University of Pittsburgh
June 20, 2004

Pitt Alumnus Herbert W. Boyer Shares $1 Million Shaw Prize

Award established in Hong Kong hailed as "Nobel Prize of the East"

Sharon Blake


Cell: 412-277-6926

PITTSBURGH—University of Pittsburgh alumnus Herbert W. Boyer, cofounder of Genentech and professor emeritus of biochemistry and biophysics at the University of California, San Francisco (UCSF), is one of the recipients of the newest million-dollar science award, the Shaw Prize. The award was announced May 27 in Hong Kong by the Shaw Prize Foundation. Boyer will share the $1 million prize in Life Sciences and Medicine with research partner Stanley Cohen of Stanford University, for discoveries related to DNA cloning and genetic engineering, and scientist Kan Yuet-Wai, the Louis K. Diamond Professor of Hematology and professor of laboratory medicine at UCSF, for his research on DNA polymorphism.

A second Shaw Prize in Life Sciences and Medicine was awarded this year to retired University of Oxford, U.K., scientist Sir Richard Doll, for his contribution to modern cancer epidemiology; Shaw Prizes also were awarded in Astronomy and Mathematical Sciences.

"The University of Pittsburgh takes great pride in the wonderful news that alumnus Herb Boyer will receive the Shaw Prize," said Pitt Chancellor Mark A. Nordenberg. "Without question, his seminal work in the field of genetic engineering has not only revolutionized science but has also truly advanced the cause of human health—making him one of the most important figures of our day. It is extremely gratifying to see Dr. Boyer's contributions recognized by such a prestigious international award. He is an inspiring example for us all."

Hong Kong media executive Run Run Shaw, who made his fortune producing a string of kung-fu action movies, established the Shaw Prize in 2002 to honor scientists for breakthroughs in academic and scientific research. Boyer and the other winners will be honored at a Sept. 7 ceremony in Hong Kong. Nobel Laureate Yang Chen-ning, an ex-officio member of the council of the Shaw Prize Foundation, said recently that he hoped the award would soon become comparable to the Nobel Prize. Yang received the Nobel Prize in Physics in 1957.

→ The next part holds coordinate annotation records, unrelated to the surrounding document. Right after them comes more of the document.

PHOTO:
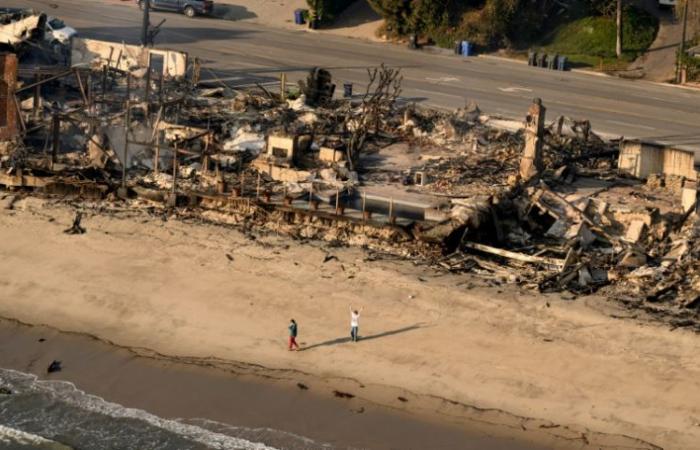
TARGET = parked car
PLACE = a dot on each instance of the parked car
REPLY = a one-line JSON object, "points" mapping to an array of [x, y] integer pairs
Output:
{"points": [[190, 8], [58, 34]]}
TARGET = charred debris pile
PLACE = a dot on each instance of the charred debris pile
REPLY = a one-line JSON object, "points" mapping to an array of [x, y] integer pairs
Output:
{"points": [[549, 206]]}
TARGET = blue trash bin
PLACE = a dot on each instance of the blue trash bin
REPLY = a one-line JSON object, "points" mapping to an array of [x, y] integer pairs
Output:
{"points": [[466, 48], [347, 90], [561, 63], [299, 16]]}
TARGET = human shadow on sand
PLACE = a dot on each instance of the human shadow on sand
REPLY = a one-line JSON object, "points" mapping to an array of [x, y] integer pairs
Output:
{"points": [[364, 338]]}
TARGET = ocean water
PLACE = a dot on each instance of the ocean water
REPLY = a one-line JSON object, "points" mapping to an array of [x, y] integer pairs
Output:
{"points": [[47, 414]]}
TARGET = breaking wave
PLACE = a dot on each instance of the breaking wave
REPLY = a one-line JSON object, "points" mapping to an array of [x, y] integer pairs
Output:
{"points": [[49, 414]]}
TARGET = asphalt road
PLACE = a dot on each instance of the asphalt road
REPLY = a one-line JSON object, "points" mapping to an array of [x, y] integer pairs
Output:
{"points": [[242, 53]]}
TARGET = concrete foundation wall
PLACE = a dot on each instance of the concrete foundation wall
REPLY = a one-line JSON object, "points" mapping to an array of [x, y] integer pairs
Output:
{"points": [[8, 108], [641, 160], [126, 57]]}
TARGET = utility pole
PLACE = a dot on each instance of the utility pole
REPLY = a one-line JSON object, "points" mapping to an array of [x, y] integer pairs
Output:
{"points": [[618, 46], [681, 51], [146, 22]]}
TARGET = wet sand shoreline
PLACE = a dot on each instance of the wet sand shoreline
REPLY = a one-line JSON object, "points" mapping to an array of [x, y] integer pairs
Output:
{"points": [[173, 389], [567, 374]]}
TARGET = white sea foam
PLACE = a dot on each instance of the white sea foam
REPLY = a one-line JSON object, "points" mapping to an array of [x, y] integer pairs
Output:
{"points": [[64, 391], [9, 437]]}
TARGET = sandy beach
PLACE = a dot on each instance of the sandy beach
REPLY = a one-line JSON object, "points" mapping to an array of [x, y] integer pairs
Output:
{"points": [[545, 370]]}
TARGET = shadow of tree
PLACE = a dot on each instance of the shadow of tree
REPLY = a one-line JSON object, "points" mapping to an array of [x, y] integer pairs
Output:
{"points": [[167, 37], [232, 12], [365, 338]]}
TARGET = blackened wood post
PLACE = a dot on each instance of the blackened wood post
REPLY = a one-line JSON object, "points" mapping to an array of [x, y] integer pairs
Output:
{"points": [[37, 95], [56, 142]]}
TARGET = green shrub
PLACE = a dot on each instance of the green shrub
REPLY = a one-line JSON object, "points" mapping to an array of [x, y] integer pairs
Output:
{"points": [[595, 36]]}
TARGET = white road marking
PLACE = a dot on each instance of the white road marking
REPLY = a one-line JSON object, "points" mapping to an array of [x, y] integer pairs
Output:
{"points": [[442, 79], [627, 124], [515, 89]]}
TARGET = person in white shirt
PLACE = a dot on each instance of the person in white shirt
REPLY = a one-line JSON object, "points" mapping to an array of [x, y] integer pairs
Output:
{"points": [[355, 323]]}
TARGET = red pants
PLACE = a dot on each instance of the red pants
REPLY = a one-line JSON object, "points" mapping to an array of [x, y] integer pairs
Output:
{"points": [[293, 342]]}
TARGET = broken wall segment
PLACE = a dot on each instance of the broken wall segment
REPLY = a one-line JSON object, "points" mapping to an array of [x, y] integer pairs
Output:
{"points": [[20, 25], [8, 102], [641, 159], [98, 54], [531, 161]]}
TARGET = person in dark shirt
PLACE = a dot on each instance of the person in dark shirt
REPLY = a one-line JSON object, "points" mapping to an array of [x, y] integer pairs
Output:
{"points": [[293, 329]]}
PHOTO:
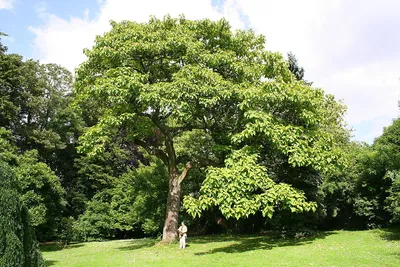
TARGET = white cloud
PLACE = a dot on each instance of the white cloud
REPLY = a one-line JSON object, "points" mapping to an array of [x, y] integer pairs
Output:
{"points": [[348, 48], [62, 41], [6, 4]]}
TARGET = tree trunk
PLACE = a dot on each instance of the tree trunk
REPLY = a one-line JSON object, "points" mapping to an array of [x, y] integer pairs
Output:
{"points": [[170, 231]]}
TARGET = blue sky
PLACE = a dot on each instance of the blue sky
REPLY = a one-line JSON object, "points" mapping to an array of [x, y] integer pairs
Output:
{"points": [[351, 49]]}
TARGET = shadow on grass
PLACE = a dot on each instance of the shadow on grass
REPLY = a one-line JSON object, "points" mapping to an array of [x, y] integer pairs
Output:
{"points": [[139, 244], [249, 243], [50, 263], [391, 234], [57, 246]]}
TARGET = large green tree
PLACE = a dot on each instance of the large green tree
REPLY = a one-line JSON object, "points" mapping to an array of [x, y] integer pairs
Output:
{"points": [[18, 245], [167, 82]]}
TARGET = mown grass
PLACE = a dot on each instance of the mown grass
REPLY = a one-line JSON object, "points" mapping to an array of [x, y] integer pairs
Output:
{"points": [[337, 248]]}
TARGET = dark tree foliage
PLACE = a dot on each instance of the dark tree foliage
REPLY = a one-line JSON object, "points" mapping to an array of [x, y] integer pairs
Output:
{"points": [[18, 246], [297, 70]]}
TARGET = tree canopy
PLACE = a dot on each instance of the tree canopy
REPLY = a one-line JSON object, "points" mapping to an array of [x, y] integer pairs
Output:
{"points": [[159, 82]]}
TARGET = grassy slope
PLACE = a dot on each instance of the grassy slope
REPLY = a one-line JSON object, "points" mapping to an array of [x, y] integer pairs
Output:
{"points": [[338, 248]]}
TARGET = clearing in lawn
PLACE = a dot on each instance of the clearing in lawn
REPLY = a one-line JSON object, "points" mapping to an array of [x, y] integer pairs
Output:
{"points": [[336, 248]]}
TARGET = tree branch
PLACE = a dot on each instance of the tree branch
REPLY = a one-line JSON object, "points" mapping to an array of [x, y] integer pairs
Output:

Boyer, a former member of Pitt's Board of Trustees, and Cohen, Distinguished Professor of Genetics and professor of medicine at Stanford, are being recognized for developing recombinant DNA technology, or gene cloning, which involves the transfer of genes from one organism to another. Prior to their collaboration, there was no way to isolate an individual gene from cells. Their research has served as the foundation for genetic engineering and the creation of the biotechnology industry.

In April, Boyer and Cohen shared the $500,000 Albany Medical Center Prize in Medicine and Biomedical Research. In 2000, Pitt honored Boyer with the degree of Doctor of Science, Honoris Causa. Boyer and Cohen were awarded the Albert Lasker Award for Basic Medical Research in 1980 and the Lemelson-MIT Prize in 1996. Boyer has won the Medal of Technology and the National Medal of Science, and he is a member of the National Academy of Sciences.

Boyer earned the Master of Science and Ph.D. degrees in biological sciences from Pitt's Faculty of Arts and Sciences in 1960 and 1963, respectively, after receiving the Bachelor of Science degree in biology and chemistry from St. Vincent College in Latrobe, Pa. In 2000, he and his wife provided $1.5 million to establish the Herbert W. and Grace Boyer Chair in Molecular Biology in Pitt's Department of Biological Sciences.

In 1976, Boyer cofounded one of the world's first biotechnology companies, Genentech, which uses recombinant DNA technology to produce commercial pharmaceutical products. Two years later, Genentech synthesized human insulin, which has enhanced the lives of millions of diabetics. In 1985, Genentech received approval from the U.S. Food and Drug Administration for the growth hormone protropin, which became the first recombinant pharmaceutical product to be manufactured and marketed by a biotechnology company.